Oftentimes we do them together. If we can get a good pancreas and a good kidney from the same deceased donor, we'll do that. On the other hand, the main benefit in terms of life expectancy and quality of life comes from a kidney transplant. So frequently we'll push people to get a living donor kidney transplant so they can avoid or get off dialysis, and then do the pancreas transplants later from a deceased donor. 

What’s new in research?

There are tremendous things going on in research! There are a lot of new medications coming down the pike. Again, through the American Society of Transplant Surgeons, we've been working both with the pharmaceutical industry, the FDA, and the National Institutes of Health to make it easier to develop new drugs for transplantation. And there are a lot of very promising drugs that will impact transplant in a lot of different ways, not just in terms of preventing rejection, but also improving how the kidney or the organs function. 

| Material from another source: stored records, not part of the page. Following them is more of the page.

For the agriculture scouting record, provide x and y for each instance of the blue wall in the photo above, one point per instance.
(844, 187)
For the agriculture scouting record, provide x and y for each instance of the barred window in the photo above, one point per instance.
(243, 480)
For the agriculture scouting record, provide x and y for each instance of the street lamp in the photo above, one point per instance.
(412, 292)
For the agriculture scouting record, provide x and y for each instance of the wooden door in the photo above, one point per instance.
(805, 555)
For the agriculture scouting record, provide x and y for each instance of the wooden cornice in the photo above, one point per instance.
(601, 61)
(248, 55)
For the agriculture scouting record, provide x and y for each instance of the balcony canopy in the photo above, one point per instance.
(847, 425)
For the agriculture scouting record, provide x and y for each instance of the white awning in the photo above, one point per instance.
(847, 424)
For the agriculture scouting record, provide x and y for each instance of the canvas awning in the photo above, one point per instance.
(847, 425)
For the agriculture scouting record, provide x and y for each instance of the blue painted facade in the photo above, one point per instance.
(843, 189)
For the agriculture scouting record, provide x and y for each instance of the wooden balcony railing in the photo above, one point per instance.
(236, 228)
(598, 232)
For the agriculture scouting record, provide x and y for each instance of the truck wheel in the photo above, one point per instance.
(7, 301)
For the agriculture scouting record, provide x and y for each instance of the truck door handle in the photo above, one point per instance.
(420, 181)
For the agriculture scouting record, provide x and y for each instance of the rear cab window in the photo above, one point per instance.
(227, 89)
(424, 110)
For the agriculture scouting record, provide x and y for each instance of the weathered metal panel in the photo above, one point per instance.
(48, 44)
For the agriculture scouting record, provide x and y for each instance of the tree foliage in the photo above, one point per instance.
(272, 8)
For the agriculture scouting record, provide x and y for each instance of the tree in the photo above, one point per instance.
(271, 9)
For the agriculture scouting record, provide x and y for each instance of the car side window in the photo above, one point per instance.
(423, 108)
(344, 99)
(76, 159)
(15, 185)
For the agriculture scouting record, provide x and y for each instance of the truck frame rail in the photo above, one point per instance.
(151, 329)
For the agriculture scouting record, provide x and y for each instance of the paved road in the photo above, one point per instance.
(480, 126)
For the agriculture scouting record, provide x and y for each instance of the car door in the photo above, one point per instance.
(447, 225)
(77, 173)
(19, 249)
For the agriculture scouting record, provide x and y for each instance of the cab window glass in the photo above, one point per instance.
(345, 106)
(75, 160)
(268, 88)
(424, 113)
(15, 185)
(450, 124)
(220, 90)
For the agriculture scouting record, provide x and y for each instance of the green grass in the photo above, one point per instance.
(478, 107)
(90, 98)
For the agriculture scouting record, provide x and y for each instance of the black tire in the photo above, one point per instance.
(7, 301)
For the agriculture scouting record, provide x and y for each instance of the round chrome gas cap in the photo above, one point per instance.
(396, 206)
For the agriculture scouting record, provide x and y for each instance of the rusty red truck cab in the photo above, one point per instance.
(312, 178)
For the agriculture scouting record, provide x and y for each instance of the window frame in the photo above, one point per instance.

There's also been a lot of very exciting work in organ preservation. When you take an organ out of a living human being or a deceased donor you have to preserve it so that it doesn't deteriorate. That used to be based on trying to slow the metabolism down by making the organ cold. Now there are techniques where you can preserve the organ at normal temperature. And if you can preserve the organ at a normal temperature that also opens up the possibility of being able to genetically manipulate the organ, which can't be done in the cold for chemical reasons. 

Wow. Is part of that preservation to increase the amount of time an organ can stay viable before being transplanted, making more organs available? 

It is, which actually brings us to a different side of this. Preservation research ties into research about infrastructure—operational and logistical issues. There's a lot of work going on now that shows the way transplant centers are structured impacts what organs are used and what aren't used, what patients are transplanted and aren't transplanted, and the make-up of regional differences. It’s all very exciting to me. I think this is one of the most exciting times in the last decade or so, in terms of what’s promising in the field of transplant.

Sounds very exciting.

The last really exciting development to add is that a new organ has been transplanted—people are doing uterine transplants. They're actually doing it for women who are born with uterine abnormalities and can't become pregnant. With the transplant, they can have their own babies, and these transplants are actually working out really well. There’s even been a case where a mother donated her uterus to her daughter and then had a healthy baby. 

That’s incredible. 

It’s amazing, right? We've talked about life-saving transplants, we've talked about life-improving transplants, and now with uterine transplants, there are life-giving transplants too.

Of all of these promising developments, what are you most optimistic about? 

There's not going to be one giant magic bullet that's going to fix everything. It’s about chipping away at all these little things, starting with the lowest hanging fruit of operational and organizational aspects. Because those changes don’t really involve science, they involve changing human behavior, and resources. Maybe I ought to say that science is more optimistic than changing human behavior, but I’d like to think that we can change human behavior. 

We can! With all this talk of progress, the last question has to be: what are your goals for the next five to ten years?  

In the next five years, my number one goal is to get the metrics by which we are graded as a transplant center changed so we can improve access to transplantation. And I think we can do it; I know we can.